I saw a exercise that I couldn't answer, but it seems so simple...
There is a chance that the book has a wrong answer (it says 5/6 is the answer), but I can't get that kind of an answer.

"There are 10 pieces, 4 of them are good. What the probability that you will pick alteast one good piece?"

So as far as I figured then here are combinations (10 3) = 10!/(3!*7!) = 120. So there are 120 ways to pick 3 pieces.

If the answer is right then there should be 100 outcomes out of 120 that you pick atleast 1 good piece (5/6), but how can you get such a number?

2. Originally Posted by regdude
Hi!
(it says 5/6 is the answer), but I can't get that kind of an answer.

"There are 10 pieces, 4 of them are good. What the probability that you will pick alteast one good piece?"
The answer in the text is correct.
There are $_{6}\mathcal{C}_3=\binom{6}{3}$ ways to select all 'bad' items.
$1-\frac{_{6}\mathcal{C}_3}{_{10}\mathcal{C}_3}=\frac {5}{6}$.

3. Can you please explain why there are (thats 20) ways to chose 'bad' pieces?

4. Originally Posted by regdude
Can you please explain why there are (thats 20) ways to chose 'bad' pieces?
There are ten items in all. Four are 'good'. So six are 'bad'.
If we select three items and all are 'bad' that is choosing three from six.
The probability of that happening is $\frac{1}{6}$, all ‘bad’.
At least one ‘good’ is the complement of all ‘bad’: $1-\frac{1}{6}$.

5. Oh, right.
Thanks.

6. Hello, regdude!

Plato is absolutely correct
. . and his approach is the best one!

You can do it "the long way" . . . if you are very careful.

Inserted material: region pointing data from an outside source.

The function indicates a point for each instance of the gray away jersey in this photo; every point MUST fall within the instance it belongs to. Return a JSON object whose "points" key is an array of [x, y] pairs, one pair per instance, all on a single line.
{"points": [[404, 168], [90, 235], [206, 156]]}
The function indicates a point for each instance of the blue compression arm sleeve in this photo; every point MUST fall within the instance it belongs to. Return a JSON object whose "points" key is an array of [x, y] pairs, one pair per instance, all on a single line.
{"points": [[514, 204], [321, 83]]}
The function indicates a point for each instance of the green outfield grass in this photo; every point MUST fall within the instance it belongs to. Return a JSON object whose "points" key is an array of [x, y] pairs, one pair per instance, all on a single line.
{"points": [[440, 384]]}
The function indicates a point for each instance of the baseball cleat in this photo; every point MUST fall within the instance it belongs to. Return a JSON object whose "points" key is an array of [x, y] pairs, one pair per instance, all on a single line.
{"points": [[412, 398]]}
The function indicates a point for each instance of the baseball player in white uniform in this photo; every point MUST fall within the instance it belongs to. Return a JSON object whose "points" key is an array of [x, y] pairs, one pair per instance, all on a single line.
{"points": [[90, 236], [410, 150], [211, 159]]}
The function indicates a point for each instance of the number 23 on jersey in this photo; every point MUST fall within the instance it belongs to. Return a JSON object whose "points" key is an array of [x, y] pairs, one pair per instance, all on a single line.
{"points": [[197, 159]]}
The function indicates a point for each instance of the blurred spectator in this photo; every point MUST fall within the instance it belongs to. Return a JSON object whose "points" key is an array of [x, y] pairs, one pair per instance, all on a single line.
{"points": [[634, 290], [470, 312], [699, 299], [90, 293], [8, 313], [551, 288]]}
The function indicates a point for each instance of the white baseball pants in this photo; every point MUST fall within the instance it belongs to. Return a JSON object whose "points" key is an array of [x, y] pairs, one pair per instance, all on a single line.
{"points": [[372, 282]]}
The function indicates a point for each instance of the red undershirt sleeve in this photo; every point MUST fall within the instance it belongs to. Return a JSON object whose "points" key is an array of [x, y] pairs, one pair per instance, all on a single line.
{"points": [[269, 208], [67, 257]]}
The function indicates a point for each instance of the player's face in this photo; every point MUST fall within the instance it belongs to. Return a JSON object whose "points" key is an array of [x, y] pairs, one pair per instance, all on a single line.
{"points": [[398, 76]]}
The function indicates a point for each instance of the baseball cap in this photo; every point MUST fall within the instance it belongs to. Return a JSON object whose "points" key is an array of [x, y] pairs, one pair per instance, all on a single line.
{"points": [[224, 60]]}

There are 10 pieces, 4 of them are good.
You pick 3 of them at random.
What the probability that you will pick at least one good piece?
You are right: there are ${10\choose3} = 120$ possible outcomes.

There are 4 good pieces (G), and 6 bad pieces (B).

How many ways can we get at least one G?

. . [1] one G, two Bs: . ${4\choose1}{6\choose2} \:=\:4\cdot15 \:=\:60$ ways.

. . [2] two Gs, one B: . ${4\choose2}{6\choose1} \:=\:6\cdot6 \:=\:36$ ways.

. . [3] three Gs, no B: . ${4\choose3}{6\choose0} \:=\:4\cdot1 \:=\:4$ ways.

Hence, there are: . $60 + 36 + 4 \:=\:100$ ways to get at least one Good.

Therefore: . $P(\text{at least one G}) \;=\;\frac{100}{120} \;=\;\frac{5}{6}$

Got it?

7. Thanks, your way seems to be more clearer to me, because this one I know (since I understand combinations more then the actual probability theory).